Yoong Onn Corporation Berhad (KLSE:YOCB) will pay a dividend of MYR0.04 on the 17th of January. Based on this payment, the dividend yield on the company's stock will be 4.3%, which is an attractive boost to shareholder returns.
Check out our latest analysis for Yoong Onn Corporation Berhad
While it is great to have a strong dividend yield, we should also consider whether the payment is sustainable. Based on the last payment, Yoong Onn Corporation Berhad was quite comfortably earning enough to cover the dividend. This indicates that a lot of the earnings are being reinvested into the business, with the aim of fueling growth.
Looking forward, earnings per share could rise by 7.0% over the next year if the trend from the last few years continues. If the dividend continues along recent trends, we estimate the payout ratio will be 40%, which is in the range that makes us comfortable with the sustainability of the dividend.
The company has a long dividend track record, but it doesn't look great with cuts in the past. The annual payment during the last 10 years was MYR0.04 in 2014, and the most recent fiscal year payment was MYR0.08. This means that it has been growing its distributions at 7.2% per annum over that time. We like to see dividends have grown at a reasonable rate, but with at least one substantial cut in the payments, we're not certain this dividend stock would be ideal for someone intending to live on the income.
Growing earnings per share could be a mitigating factor when considering the past fluctuations in the dividend. Yoong Onn Corporation Berhad has seen EPS rising for the last five years, at 7.0% per annum. Earnings are on the uptrend, and it is only paying a small portion of those earnings to shareholders.

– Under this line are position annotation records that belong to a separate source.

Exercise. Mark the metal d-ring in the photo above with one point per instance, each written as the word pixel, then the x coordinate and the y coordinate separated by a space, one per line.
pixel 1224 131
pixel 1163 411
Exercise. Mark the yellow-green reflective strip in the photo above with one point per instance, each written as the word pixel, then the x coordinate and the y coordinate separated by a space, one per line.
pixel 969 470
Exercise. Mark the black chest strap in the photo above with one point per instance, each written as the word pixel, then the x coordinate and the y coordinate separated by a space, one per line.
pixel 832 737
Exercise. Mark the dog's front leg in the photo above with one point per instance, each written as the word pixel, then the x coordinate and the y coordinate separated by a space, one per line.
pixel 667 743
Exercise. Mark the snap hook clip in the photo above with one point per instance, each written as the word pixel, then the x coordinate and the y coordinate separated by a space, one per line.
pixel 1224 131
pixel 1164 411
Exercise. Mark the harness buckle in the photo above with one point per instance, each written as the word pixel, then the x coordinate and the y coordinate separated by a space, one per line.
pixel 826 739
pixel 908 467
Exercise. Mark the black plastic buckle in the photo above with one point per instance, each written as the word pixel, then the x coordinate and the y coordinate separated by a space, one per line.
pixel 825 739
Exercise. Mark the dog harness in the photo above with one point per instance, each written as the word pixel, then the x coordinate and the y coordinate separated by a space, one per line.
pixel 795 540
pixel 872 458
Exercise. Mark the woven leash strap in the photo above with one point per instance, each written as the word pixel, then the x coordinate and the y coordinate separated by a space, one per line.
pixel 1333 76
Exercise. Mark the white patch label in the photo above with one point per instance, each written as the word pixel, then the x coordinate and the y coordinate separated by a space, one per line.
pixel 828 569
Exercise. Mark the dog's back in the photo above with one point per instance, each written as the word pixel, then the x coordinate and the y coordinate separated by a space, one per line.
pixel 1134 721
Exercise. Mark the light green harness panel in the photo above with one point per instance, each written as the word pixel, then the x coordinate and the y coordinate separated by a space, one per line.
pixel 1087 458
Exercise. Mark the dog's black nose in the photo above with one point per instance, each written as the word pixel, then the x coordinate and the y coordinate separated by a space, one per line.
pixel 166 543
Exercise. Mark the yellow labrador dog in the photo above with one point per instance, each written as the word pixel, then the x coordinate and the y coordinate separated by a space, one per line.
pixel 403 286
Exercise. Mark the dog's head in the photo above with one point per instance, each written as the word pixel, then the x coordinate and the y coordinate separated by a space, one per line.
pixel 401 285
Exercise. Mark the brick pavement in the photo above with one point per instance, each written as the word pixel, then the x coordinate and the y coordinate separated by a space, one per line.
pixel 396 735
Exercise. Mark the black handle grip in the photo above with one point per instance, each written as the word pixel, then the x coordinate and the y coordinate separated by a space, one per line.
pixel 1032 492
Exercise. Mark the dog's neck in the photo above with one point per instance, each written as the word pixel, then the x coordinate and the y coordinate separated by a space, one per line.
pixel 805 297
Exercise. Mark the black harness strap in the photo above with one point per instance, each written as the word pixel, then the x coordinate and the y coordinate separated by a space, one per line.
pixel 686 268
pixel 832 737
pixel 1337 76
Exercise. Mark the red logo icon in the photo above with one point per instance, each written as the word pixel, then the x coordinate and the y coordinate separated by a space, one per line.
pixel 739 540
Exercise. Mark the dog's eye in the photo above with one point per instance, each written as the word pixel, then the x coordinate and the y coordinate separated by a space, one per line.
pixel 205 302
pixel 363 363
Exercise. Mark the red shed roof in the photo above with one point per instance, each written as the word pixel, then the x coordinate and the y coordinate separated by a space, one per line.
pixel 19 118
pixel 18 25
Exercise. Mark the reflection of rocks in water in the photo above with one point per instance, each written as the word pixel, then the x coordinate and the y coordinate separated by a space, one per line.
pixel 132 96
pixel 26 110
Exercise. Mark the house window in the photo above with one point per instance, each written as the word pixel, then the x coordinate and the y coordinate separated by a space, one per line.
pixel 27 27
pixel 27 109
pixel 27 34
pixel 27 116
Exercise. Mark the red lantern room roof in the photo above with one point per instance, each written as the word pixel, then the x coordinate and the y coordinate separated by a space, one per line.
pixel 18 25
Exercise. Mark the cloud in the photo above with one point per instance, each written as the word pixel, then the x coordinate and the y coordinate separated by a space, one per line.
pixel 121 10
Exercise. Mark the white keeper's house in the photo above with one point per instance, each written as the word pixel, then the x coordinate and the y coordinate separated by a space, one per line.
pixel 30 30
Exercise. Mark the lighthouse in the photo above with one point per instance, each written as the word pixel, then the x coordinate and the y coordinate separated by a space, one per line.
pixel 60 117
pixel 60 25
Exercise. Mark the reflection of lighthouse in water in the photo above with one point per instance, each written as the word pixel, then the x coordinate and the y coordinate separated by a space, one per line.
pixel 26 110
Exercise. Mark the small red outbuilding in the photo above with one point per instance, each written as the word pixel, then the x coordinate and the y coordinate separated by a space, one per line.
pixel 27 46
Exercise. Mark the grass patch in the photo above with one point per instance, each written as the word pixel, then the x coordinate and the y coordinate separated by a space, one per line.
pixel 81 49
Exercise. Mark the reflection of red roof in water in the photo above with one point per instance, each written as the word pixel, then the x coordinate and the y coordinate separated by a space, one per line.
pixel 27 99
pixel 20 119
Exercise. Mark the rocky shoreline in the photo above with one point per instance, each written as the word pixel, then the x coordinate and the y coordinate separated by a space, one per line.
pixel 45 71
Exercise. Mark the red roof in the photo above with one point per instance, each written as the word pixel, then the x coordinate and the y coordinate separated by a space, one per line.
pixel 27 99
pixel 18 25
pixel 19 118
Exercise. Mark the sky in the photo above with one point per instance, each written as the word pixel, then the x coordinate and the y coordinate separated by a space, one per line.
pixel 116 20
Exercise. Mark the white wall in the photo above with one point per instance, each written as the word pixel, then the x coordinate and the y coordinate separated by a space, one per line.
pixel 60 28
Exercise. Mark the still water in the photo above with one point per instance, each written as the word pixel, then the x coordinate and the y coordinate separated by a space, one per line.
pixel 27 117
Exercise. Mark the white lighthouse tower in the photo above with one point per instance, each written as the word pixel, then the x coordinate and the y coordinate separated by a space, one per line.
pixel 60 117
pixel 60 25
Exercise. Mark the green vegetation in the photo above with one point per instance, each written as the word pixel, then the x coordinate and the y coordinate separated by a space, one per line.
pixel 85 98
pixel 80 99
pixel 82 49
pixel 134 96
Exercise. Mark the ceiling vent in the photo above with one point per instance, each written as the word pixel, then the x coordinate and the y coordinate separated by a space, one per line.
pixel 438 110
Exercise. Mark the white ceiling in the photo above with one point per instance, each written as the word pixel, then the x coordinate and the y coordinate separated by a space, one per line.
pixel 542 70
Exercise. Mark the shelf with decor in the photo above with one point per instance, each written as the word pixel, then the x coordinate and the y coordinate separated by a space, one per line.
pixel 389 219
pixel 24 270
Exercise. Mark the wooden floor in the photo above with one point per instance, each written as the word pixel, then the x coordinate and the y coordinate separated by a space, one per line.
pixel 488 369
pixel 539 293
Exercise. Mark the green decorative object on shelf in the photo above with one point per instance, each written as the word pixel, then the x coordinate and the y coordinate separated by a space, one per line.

In summary, we are pleased with the dividend remaining consistent, and we think there is a good chance of this continuing in the future. The payout ratio looks good, but unfortunately the company's dividend track record isn't stellar. This looks like it could be a good dividend stock going forward, but we would note that the payout ratio has been at higher levels in the past so it could happen again.
Companies possessing a stable dividend policy will likely enjoy greater investor interest than those suffering from a more inconsistent approach. However, there are other things to consider for investors when analysing stock performance. For instance, we've picked out 2 warning signs for Yoong Onn Corporation Berhad that investors should take into consideration. If you are a dividend investor, you might also want to look at our curated list of high yield dividend stocks.